Coalbed methane accounts for about 8 percent of the natural gas produced in the United States. With global exploration and development in an early phase, coalbed methane is poised to continue for decades as an important energy source.
Coal also is a potentially important sink for greenhouse gases like carbon dioxide (CO2), as well as other acid gases such as sulfur dioxide (SO2) and hydrogen sulfide (H2S). Sequestration of CO2 in coal is attractive because coal has greater affinity for acid gas than for methane (CH4).
Because of this, injection of CO2 and other gases has potential not only to benefit the environment, but to enhance coalbed methane recovery in much the same way that waterflooding or CO2 injection can be used to enhance oil recovery.
With the promise of environmental benefits and enhanced gas recovery come technical challenges that need to be confronted. Among the greatest challenges for implementing sequestration programs is developing economically feasible technology for separation of acid gas at the source, and developing the infrastructure to transport the gas to prospective sequestration sites.
The National Energy Technology Laboratory of the U.S. Department of Energy has implemented a vigorous and diverse research and development program to address these and a host of other geologic and engineering issues that must be faced before CO2 sequestration can be demonstrated at a broad scale.
Coal-fired power plants are significant sources of CO2 and SO2, and separation technologies being considered range from cryogenic and chemical separators to membrane separators and pressure-swing adsorption units.
H2S is a hazardous waste product of oil and gas fields, and chemical separation of H2S from hydrocarbon streams is a long-standing practice. Once acid gas is separated from the source, it can be transported by pipeline, truck or some other method to where it can be injected into coal.

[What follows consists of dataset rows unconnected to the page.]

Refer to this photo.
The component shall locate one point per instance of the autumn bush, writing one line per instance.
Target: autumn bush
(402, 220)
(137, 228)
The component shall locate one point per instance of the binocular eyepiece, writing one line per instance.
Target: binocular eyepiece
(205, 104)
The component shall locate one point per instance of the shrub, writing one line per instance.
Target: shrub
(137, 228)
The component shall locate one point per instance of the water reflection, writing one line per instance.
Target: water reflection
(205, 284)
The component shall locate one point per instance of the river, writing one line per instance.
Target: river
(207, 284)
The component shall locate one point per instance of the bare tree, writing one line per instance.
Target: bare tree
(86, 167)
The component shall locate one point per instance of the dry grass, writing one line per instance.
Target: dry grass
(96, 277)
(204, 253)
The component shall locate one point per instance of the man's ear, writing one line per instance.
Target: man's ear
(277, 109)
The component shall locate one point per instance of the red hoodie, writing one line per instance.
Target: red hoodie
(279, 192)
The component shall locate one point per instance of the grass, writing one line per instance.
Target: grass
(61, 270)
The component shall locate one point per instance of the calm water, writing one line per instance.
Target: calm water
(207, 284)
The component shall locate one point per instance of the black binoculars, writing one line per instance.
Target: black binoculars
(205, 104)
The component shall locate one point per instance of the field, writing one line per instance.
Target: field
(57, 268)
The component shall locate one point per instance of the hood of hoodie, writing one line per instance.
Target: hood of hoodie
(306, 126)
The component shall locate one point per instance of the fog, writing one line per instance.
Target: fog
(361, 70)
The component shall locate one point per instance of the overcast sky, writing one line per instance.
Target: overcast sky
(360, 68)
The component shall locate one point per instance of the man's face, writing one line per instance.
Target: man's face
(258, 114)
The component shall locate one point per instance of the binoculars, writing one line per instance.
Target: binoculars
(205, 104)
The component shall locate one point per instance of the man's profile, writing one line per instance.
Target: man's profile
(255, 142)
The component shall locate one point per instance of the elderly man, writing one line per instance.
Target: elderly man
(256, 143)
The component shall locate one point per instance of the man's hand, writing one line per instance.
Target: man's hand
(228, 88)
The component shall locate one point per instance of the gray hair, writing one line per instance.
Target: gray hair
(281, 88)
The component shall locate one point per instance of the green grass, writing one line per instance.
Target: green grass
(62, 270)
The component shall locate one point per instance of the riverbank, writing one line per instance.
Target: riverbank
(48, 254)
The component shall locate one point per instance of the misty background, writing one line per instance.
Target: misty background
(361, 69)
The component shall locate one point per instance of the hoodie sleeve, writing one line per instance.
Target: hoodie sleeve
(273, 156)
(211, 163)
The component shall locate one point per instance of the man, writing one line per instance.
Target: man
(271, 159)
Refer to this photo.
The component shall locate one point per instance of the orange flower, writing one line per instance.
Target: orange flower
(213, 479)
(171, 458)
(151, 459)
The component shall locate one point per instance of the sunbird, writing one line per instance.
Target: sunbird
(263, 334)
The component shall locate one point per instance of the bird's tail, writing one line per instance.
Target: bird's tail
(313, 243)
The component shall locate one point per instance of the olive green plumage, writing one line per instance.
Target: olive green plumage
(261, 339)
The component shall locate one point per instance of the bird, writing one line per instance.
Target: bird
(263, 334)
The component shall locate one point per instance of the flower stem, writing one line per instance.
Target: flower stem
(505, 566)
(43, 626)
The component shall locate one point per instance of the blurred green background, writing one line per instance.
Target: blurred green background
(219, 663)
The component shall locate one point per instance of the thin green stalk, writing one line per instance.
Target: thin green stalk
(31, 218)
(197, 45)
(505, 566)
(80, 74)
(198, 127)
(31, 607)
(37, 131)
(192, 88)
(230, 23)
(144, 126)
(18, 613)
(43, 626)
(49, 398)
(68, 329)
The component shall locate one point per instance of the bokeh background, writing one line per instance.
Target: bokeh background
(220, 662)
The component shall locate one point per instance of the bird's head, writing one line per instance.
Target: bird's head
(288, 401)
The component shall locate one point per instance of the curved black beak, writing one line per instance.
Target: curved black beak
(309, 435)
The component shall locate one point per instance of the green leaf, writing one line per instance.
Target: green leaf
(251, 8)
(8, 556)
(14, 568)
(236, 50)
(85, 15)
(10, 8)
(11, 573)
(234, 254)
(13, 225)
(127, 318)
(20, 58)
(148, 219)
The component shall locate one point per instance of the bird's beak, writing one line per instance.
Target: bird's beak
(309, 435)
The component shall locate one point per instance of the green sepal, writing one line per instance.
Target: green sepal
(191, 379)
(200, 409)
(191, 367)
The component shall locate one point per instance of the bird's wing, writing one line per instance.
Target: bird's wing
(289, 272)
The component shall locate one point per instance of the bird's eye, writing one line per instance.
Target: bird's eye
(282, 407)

Although much of the technology required to inject gas into coal already is available, a detailed understanding of reservoir geology is indispensable for ensuring that the gas is sequestered safely and effectively.
The geologic factors that must be considered for sequestering acid gas in coal include stratigraphy, sedimentology, structural geology, coal quality, basin geothermics and hydrology. For example:
• Stratigraphic and sedimentologic variables are important because the thickness, continuity and geometry of coal bodies are determined largely in the original depositional environment.
• Geologic structure is a fundamental consideration because faults limit the continuity of coal, and fractures may pose risk for leakage of injected gas from coal into the adjacent country rock or to the atmosphere.
• Coal quality, specifically rank and grade, affect how much acid gas can be sequestered in coal and the relative proportions of gas that can be sequestered.
For individual gases, adsorption capacity increases significantly with rank. Researchers at the U.S. Geological Survey have confirmed that coal of bituminous rank can adsorb about twice as much CO2 as CH4 at reservoir pressure, and have discovered that sub-bituminous coal and lignite can adsorb many times more CO2 than CH4.
Along these same lines, researchers at the University of British Columbia have found that coal is an exceptional sorbent for H2S and SO2, with adsorption ratios relative to CH4 approaching or even exceeding 100:1 at low pressure. Coal grade is important because the mineral constituents of coal can adsorb only minimal amounts of gas relative to the microporous organic constituents.
Thus, coal with high ash content tends to have reduced gas capacity.
• Hydrology and geothermics are significant from the standpoints of water chemistry and phase relationships. Fresh water is common in coalbed methane reservoirs, and current regulations limit injection for enhanced hydrocarbon recovery to formations with total dissolved solids content greater than 3,000 mg/l.
Phase changes occur for acid gases within the realm of common reservoir conditions.
For example, the Alabama Geological Survey has determined that about half of the coalbed methane wells in the Black Warrior Basin had bottom-hole pressures and temperatures beyond the critical point for CO2 prior to gas production. Understanding phase relationships for CO2 is especially important, because supercritical CO2 can react with and weaken coal.
Pilot programs for the injection of CO2 in coal have been conducted for a number of years in the San Juan Basin of Colorado and New Mexico (BP-Amoco and Burlington Resources) and in the western Canada foreland basin (Alberta Research Council). These programs point toward success, and new pilot programs are set to begin in West Virginia (CONSOL) and southern Poland (RECOPOL).
A key concern has been the reduction of permeability by swelling of coal as CO2 is adsorbed. However, long-term gas flooding in the San Juan Basin indicates that careful monitoring of injection can result in sustained CO2 sequestration and enhanced coalbed methane recovery.
As challenges are identified and overcome, a future that couples environmental benefit with enhanced resource recovery is emerging.